Televizyonda maçı anlatan spiker, bir kaç kez uzaktan attığımız şutlara övgü yaptı. Ama gözden kaçırdığı husus, başka bir alternatifimizin olmaması! Santrafor yok! Orta yapsan, 170cm boyu. ile Kerem mi vuracak kafayı? Rakip savunmalar, böyle yüksek topları, armut toplar gibi topladılar. Oyunumuzun bir B planı mevcut değil.

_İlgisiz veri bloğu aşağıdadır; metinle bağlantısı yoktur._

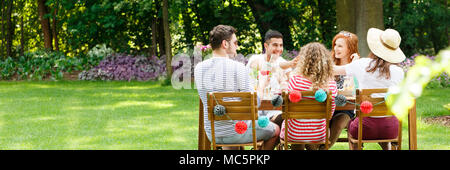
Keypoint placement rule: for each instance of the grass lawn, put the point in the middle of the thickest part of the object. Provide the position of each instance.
(137, 115)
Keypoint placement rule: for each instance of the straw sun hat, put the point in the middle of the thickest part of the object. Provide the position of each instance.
(385, 44)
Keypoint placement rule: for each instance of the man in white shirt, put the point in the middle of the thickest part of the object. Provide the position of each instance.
(221, 74)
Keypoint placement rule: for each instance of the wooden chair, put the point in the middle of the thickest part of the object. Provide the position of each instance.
(244, 109)
(305, 109)
(378, 110)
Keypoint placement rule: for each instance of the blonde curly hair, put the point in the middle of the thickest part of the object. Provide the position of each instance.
(315, 64)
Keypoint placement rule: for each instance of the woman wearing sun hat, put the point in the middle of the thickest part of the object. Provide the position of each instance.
(379, 70)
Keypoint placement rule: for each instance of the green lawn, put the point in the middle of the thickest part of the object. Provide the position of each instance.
(136, 115)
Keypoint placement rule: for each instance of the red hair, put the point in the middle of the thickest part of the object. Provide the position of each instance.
(352, 44)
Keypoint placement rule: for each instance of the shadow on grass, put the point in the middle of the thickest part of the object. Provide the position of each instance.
(97, 115)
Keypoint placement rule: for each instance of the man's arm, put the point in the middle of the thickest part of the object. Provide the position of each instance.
(339, 70)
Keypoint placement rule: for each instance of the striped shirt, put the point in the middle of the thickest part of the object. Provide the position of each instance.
(220, 74)
(307, 130)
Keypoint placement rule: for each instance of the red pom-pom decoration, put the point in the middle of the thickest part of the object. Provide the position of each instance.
(240, 127)
(366, 107)
(295, 96)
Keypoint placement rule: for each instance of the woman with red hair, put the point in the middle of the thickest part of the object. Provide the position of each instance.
(344, 50)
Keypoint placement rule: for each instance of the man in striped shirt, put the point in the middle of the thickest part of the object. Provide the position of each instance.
(221, 74)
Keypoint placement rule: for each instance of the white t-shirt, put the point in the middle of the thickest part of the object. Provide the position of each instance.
(368, 80)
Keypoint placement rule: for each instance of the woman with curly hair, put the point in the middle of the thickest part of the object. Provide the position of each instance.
(314, 71)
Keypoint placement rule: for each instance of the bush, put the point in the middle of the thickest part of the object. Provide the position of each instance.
(126, 67)
(441, 81)
(37, 66)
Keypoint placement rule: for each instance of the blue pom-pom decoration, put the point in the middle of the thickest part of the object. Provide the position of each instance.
(263, 121)
(219, 110)
(320, 95)
(340, 100)
(277, 101)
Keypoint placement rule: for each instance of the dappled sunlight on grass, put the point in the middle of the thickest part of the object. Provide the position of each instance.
(96, 115)
(131, 115)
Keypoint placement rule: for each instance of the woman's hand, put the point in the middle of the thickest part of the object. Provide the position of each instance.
(354, 57)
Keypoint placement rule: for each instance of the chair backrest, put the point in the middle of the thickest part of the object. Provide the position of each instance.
(379, 107)
(238, 106)
(306, 109)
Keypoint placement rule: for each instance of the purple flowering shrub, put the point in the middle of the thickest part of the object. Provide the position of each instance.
(126, 67)
(440, 81)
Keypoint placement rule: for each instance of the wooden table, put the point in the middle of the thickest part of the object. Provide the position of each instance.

Bir paragraf da Arda Güler kardeşime açmak istiyorum. Arda, hemen ve lütfen Real Madrid'den kurtul! Kaç, kurtar kendini! Bizim sihirli solağı, Ancelotti sıradan, vasat bir oyuncuya çevirmiş! Eski Arda topu ayağına aldı mı, sanki uhu sürmüş gibi kramponuna yapıştırırdı. Olumlu bir iş yapmadan da rahat etmezdi. Ancelotti'nin Arda'sı ise topu en yakınındaki arkadaşına vermekle yetiniyor! Ama bu bize yetmiyor!
80'lerde hepimizin içine işlemiş bir dizi vardı. Beyaz Gölge. Kenar mahalle lisesinde okuyan, bir grup basketbolcu öğrenci ve onların coach'larının başından geçenleri anlatan çok güzel bir diziydi. Bir bölümünde, takımın yıldız oyuncusuna, önemli bir kolej'den burs veriliyor, bu yetenekli genç de bu şansı kullanıyor ve okul değiştiriyordu. Fakat yeni takımındaki ırkçı koç, basketleri bu oyuncunun atmasını istemiyor ve hiç şut çekmemesini ve topu sürekli, boştaki beyaz oyunculara vermesini istiyordu. Bu mobbing'e dayanamayan oyuncu da eski takımına dönüyordu. Arda'nın durumu, bana, dizinin bu bölümünü hatırlattı! Arda, kaç abicim! Yıldız olacağın, meziyetlerini eksiksiz sergileyeceğin bir takıma git! Maradona bile o büyük takımlarda yapamadı ama gitti hiç şampiyon olamamış Napoli'yi şampiyon yaptı! Efsane oldu! Sen de git Ancelotti hangi takımla anlaşırsa, rakiplerinden biri ile anlaş! Şu eski kafalı İtalyana neler yapabileceğini göster!
Bu jenerasyon heba olmamalı! Benim gönlümden geçen, Milli Takımımızın bir an evvel Sergen Yalçın hocaya teslim edilmesi. Sergen hocamızla, bu takımın, birden fazla kere kupa kaldıracağına eminim.